What Ever Happened to Project Bamboo?

What Ever Happened to Project Bamboo? by Quinn Dombrowski is one of the few honest discussions about the end of a project. I’ve been meaning to blog this essay which follows on her important conference paper at DH 2013 in Nebraska (see my conference report here which comments on her paper.) The issue of how projects fail or end rarely gets dealt with and Dombrowski deserves credit for having the courage to document the end of a project that promised so much.

I blog about this now as I just finished a day-long meeting of the Leadership Council for Digital Infrastructure where we discussed a submission to Industry Canada that calls for coordinated digital research infrastructure. While the situation is different, we need to learn from projects like Bamboo when we imagine massive investment in research infrastructure. We all know it is important, but doing it right is not as easy as it sounds.

Which brings me back to failure. There are three types of failure:

  • The simple type we are happy to talk about where you ran an experiment based on a hypothesis and didn’t get positive results. This type is based on a simplistic model of the scientific process which pretends to value negative results as much as positive ones. We all know the reality is not that simple and, for that matter, that the science model doesn’t really apply to the humanities.
  • The messy type where you don’t know why you failed or what exactly failed. This is the type where you promised something in a research or infrastructure proposal and didn’t deliver. This type is harder to report because it reflects badly on you. It is an admission that you were confused or oversold your project.
  • The third and bitter type is the project that succeeds on its own terms, but is surpassed by the disciplines. It is when you find your research isn’t current any longer and no one is interested in your results. It is when you find yourself ideologically stranded doing something that someone important has declared critically flawed. It is a failure of assumptions, or theory, or positioning and no one wants to hear about this failure, they just want to avoid it.

When people like Willard McCarty and John Unsworth call for a discussion of failure in the digital humanities they describe the first type, but often mean the second.
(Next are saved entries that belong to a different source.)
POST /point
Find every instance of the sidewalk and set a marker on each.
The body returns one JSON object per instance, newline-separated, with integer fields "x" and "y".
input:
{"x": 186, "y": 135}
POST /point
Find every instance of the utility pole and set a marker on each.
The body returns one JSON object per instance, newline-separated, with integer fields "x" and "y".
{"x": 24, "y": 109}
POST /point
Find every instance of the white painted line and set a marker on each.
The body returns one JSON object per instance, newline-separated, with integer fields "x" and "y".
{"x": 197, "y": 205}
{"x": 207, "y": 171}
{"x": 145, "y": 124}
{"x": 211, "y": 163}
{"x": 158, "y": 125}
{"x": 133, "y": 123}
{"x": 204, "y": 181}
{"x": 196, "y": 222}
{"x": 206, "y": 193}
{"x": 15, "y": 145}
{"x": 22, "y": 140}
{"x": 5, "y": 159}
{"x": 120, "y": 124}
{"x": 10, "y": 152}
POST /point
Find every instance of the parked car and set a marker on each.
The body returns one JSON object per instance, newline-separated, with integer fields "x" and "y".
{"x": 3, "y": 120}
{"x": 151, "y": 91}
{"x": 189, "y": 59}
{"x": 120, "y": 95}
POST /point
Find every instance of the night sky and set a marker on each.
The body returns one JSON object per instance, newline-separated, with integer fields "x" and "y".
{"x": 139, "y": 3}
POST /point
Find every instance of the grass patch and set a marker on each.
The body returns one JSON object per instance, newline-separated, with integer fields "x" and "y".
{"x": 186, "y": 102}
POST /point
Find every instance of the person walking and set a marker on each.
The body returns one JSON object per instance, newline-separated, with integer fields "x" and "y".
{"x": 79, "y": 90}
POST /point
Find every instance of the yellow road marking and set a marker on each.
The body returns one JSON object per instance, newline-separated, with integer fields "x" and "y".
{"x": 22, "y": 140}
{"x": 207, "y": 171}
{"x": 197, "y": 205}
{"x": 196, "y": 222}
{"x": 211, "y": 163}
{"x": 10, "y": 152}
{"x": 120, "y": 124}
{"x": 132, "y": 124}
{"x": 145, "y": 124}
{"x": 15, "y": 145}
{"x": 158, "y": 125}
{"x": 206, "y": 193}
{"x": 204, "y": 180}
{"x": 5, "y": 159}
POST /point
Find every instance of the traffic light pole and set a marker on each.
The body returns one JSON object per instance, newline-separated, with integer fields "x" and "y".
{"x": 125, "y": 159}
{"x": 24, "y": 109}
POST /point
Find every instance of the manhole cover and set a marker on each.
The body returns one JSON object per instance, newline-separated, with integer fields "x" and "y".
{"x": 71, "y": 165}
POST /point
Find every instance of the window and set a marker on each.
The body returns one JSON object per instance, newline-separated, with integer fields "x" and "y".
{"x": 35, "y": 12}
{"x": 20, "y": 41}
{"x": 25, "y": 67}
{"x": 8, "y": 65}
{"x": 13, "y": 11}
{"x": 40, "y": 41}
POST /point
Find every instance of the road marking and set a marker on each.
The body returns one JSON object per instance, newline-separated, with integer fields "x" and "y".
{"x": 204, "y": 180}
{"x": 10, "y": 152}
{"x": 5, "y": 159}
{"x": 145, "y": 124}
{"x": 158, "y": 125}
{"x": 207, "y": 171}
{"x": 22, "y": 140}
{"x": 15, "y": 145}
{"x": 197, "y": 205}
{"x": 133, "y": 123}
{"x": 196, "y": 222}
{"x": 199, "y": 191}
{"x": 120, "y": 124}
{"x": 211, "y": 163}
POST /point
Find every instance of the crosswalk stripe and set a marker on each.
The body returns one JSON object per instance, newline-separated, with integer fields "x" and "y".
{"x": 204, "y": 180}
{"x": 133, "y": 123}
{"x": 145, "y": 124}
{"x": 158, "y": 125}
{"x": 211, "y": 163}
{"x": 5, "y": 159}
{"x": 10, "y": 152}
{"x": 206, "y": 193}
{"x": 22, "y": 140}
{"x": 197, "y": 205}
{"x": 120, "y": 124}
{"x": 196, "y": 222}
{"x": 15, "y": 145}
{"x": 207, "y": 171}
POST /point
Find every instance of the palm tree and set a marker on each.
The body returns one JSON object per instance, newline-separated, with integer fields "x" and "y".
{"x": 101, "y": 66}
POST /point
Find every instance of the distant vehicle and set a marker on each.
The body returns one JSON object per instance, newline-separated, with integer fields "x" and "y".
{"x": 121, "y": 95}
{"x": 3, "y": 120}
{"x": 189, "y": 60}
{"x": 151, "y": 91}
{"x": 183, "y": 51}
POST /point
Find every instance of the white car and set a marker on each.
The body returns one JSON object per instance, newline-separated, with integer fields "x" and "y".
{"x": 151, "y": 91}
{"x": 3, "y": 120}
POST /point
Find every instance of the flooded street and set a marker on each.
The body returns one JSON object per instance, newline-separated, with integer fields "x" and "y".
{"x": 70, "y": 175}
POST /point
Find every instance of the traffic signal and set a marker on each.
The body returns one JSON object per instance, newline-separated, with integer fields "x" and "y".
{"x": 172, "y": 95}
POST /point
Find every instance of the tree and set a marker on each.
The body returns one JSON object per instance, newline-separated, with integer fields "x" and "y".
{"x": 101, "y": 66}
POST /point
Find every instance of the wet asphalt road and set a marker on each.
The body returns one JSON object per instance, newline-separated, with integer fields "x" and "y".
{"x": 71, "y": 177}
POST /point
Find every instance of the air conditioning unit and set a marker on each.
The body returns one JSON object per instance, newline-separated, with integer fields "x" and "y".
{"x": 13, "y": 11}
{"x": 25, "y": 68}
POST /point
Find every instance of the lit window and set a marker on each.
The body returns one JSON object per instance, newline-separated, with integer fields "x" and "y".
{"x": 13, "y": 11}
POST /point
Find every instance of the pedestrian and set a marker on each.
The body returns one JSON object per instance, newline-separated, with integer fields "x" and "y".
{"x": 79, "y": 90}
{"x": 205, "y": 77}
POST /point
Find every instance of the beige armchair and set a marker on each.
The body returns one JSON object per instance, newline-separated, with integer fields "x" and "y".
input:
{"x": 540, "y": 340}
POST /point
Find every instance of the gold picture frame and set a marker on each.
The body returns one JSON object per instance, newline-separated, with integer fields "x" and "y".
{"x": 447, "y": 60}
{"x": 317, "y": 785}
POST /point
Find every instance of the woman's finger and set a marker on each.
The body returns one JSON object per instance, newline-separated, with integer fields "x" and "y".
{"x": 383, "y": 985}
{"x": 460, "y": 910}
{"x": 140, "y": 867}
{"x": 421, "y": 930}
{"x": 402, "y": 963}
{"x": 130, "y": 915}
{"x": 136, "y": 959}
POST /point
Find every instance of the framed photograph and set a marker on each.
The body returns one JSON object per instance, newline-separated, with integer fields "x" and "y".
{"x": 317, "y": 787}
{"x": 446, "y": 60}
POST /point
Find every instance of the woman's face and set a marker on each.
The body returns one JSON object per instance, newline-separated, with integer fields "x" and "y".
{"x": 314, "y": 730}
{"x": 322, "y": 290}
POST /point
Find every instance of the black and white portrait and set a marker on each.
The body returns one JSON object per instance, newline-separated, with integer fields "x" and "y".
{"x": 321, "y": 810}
The idea is to describe a form of failure reporting similar to negative results – or to encourage people to describe their failure as simply negative results. What we need, however, is honest description of the second and third types of failure, because those are expensive. To pretend some expensive project that slowly disappeared in missunderstanding was simply an experiment is missing what was at stake. This is doubly true of infrastructure because infrastructure is not supposed to be experimental. No one pays for roads and their maintenance as an experiment to see if people will take the road. You should be sure the road is needed before building.

Instead, I think we need to value research into infrastructure as something independent of the project owners. We need to do in Canada what the NSF did – bring together research on the history and theory of infrastructure.